The EARN IT Act, first introduced in 2020, would cut back on decades-long protections for websites in Section 230 of the Communications Decency Act, allowing victims and their families to file lawsuits against companies that host child sexual abuse material. Photo by Eric Fischer/Wikimedia Commons
WASHINGTON, Feb. 16 (UPI) -- A bill intended to hold social media platforms accountable for posts that exploit children, but has been criticized for its potential to harm online privacy, has passed its first hurdle to getting a future vote in the Senate.
The EARN IT Act, first introduced in 2020, would cut back on decades-long protections for websites in Section 230 of the Communications Decency Act, allowing victims and their families to file lawsuits against companies that host child sexual abuse material.
"Our goal is to tell the social media companies [to] get involved and stop this crap, and if you don't take responsibility for what's on your platform, then Section 230 will not be there for you," said Republican Sen. Lindsey Graham, sponsor of the bill, in a Senate Judiciary Committee meeting last week.
Under the bill, social media companies would not be able to cite the use of encryption technology as a defense against liability.
Critics of the measure say this provision would disincentivize platforms from using encryption to protect users and would lead to unnecessarily censoring content in many cases.
Opponents include civil rights groups and industry organizations. Digital rights advocacy group Fight for the Future has launched a petition against it that nearly 600,000 people have signed.
The Senate Judiciary Committee unanimously approved the EARN IT Act, despite some members expressing reservations. Lawmakers from both parties, including Republican Sen. Mike Lee of Utah and Democratic Sens. Chris Coons of Delaware, Cory Booker of New Jersey, Jon Ossoff of Georgia and Alex Padilla of California, voiced concerns about how the bill would impact online privacy.
"I'm a little concerned that the current language inadvertently mandates interactive computer services to do for the government what the government itself is prohibited from doing, which is engaging in ... the open-ended policing [and] the accessing and reporting of private and protected data," Lee said.
Numerous organizations that fight sexual violence and child exploitation support the bill. A press conference organized by Graham and co-sponsor Sen.
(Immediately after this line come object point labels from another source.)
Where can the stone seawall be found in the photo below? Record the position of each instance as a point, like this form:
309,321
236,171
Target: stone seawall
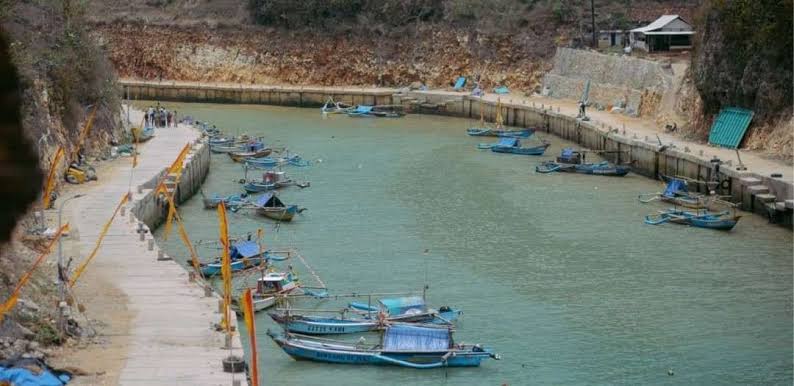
755,193
152,210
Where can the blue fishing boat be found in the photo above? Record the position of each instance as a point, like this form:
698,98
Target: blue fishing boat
677,193
361,111
243,255
513,146
407,309
708,220
602,168
271,180
270,206
231,201
317,325
400,345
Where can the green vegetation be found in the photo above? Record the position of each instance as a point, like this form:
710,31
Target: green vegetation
743,56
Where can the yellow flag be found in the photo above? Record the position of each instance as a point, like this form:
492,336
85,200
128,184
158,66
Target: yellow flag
48,188
169,220
226,265
105,229
247,302
12,300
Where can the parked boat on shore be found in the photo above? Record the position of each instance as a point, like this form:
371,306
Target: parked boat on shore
709,220
400,345
270,206
513,146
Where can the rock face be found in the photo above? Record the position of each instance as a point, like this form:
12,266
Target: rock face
635,85
743,57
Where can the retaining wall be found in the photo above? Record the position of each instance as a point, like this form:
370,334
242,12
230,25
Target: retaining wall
152,209
647,157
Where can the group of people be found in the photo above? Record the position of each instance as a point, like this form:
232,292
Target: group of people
160,117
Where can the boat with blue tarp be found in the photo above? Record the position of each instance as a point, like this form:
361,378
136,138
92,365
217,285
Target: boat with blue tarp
366,317
270,206
401,345
243,255
677,193
513,146
709,220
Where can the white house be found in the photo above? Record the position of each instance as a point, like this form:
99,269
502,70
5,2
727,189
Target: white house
669,32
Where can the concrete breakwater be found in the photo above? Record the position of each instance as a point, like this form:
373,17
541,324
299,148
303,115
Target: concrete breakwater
761,194
152,209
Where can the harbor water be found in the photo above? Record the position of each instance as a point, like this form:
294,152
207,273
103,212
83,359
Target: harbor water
557,273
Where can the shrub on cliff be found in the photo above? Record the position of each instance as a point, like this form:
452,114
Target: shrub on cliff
743,56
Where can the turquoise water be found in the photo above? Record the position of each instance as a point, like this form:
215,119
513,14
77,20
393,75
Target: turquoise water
557,273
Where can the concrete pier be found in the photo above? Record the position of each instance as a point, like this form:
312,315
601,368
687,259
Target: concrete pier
172,341
629,144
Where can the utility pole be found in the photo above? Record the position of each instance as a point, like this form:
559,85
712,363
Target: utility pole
592,19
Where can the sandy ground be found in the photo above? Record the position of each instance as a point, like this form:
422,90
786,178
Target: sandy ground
106,308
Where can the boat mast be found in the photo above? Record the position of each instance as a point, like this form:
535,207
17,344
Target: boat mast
498,118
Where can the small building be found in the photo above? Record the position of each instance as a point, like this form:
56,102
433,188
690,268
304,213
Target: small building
611,38
669,32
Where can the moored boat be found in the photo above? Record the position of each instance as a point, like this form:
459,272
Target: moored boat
400,345
513,146
270,206
271,180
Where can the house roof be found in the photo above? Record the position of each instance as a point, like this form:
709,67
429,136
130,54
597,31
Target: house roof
658,23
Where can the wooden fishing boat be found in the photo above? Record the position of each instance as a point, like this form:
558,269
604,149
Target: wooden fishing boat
231,201
602,168
400,345
677,193
271,180
270,206
241,156
243,255
513,146
708,220
367,318
332,107
498,131
269,162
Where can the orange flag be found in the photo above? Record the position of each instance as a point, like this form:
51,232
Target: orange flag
12,300
226,266
50,186
247,301
101,237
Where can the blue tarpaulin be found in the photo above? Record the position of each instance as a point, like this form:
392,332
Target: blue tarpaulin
460,83
397,306
409,338
244,249
675,186
508,142
22,376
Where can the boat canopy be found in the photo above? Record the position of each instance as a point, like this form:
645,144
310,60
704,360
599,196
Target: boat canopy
675,187
244,249
410,338
403,305
269,200
507,141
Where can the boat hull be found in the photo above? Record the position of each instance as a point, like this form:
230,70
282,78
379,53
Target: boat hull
301,349
278,213
535,150
213,269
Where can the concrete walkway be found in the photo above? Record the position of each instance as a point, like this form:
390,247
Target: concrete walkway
170,341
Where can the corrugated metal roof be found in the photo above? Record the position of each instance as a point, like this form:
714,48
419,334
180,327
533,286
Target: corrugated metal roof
730,126
658,23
Richard Blumenthal, D-Conn., Thursday morning featured representatives from the National Center for Missing and Exploited Children and anti-sexual assault organization RAINN.
Reading from a letter written by "Amy," a victim going by a pseudonym, who said images of her being sexually abused as a child still can be found on the Internet, RAINN federal affairs director Samantha Cadet said Internet service providers aren't doing anything to remove that material.
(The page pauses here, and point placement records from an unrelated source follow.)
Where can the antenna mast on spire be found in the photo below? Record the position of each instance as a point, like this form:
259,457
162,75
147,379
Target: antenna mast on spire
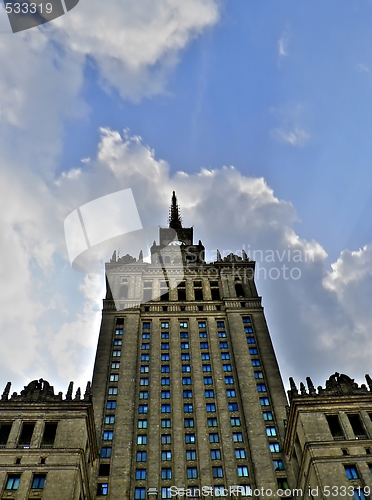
175,219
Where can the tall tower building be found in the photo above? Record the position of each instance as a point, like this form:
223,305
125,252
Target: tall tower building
186,388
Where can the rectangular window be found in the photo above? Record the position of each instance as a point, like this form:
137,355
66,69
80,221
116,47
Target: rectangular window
166,439
108,435
351,472
139,493
106,452
141,456
166,473
278,465
49,435
166,456
189,438
213,437
274,447
13,482
212,422
237,437
188,422
190,454
240,453
26,434
140,474
242,471
217,472
142,424
334,426
270,431
192,472
267,415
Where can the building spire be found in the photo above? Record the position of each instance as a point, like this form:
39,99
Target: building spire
175,220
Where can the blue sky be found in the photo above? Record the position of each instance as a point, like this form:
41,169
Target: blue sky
281,91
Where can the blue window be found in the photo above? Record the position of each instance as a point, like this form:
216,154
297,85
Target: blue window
106,452
140,474
274,447
240,453
13,482
267,415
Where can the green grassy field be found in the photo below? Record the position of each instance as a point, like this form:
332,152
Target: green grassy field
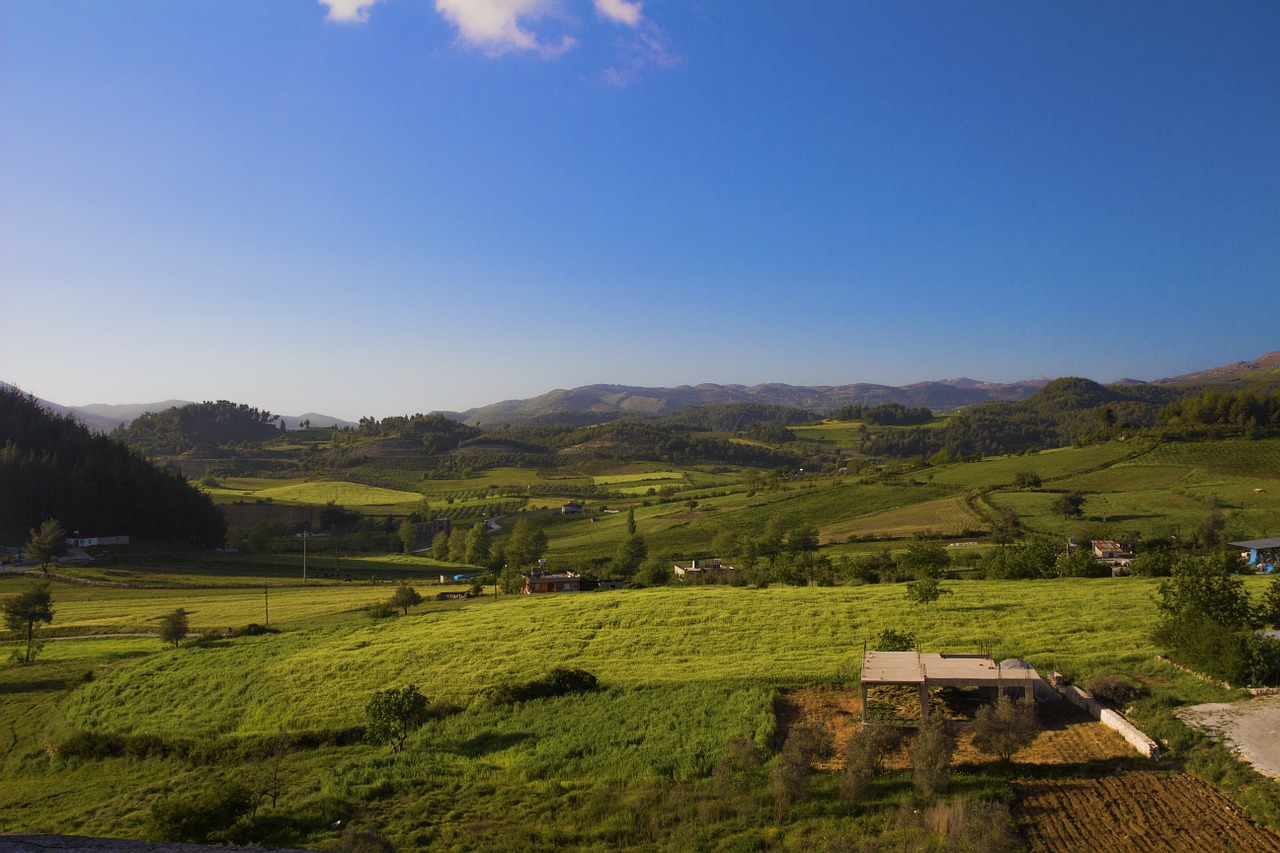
310,492
684,673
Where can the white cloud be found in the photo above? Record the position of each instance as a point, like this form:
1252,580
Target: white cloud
648,50
498,26
626,12
347,10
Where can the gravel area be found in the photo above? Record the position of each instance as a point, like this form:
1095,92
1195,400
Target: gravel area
1249,728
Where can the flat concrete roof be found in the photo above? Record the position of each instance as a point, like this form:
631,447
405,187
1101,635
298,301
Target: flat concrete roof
940,670
1253,544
"We shouldn't have to force companies to do the right thing, but they pretend to care, then use CDA 230 to shut the courtroom doors on us," she read.
According the the National Center for Missing and Exploited Children's website, its CyberTipline has received more than 82 million reports of child sexual abuse material on the Internet since its 1998 inception.
RAINN Vice President Camille Cooper said that half of the 27,000 people who access its online hotline each month are children.
Stanford Internet Observatory research scholar Riana Pfefferkorn said amending Section 230 most likely will not improve child safety.
In an essay published Feb. 4, Pfefferkorn wrote that the bill would make child sexual abuse investigations more difficult by pushing predators to offshore websites, where the law wouldn't apply, as well as the dark web, where the material is more difficult to find.
A better solution, she said in an email, would be to provide "more resources for investigating reports of child sex abuse online, because as things stand, those charged with doing this important work are completely overwhelmed."
She also noted that time would be better spent addressing factors like poverty and housing instability that make children more vulnerable to abuse.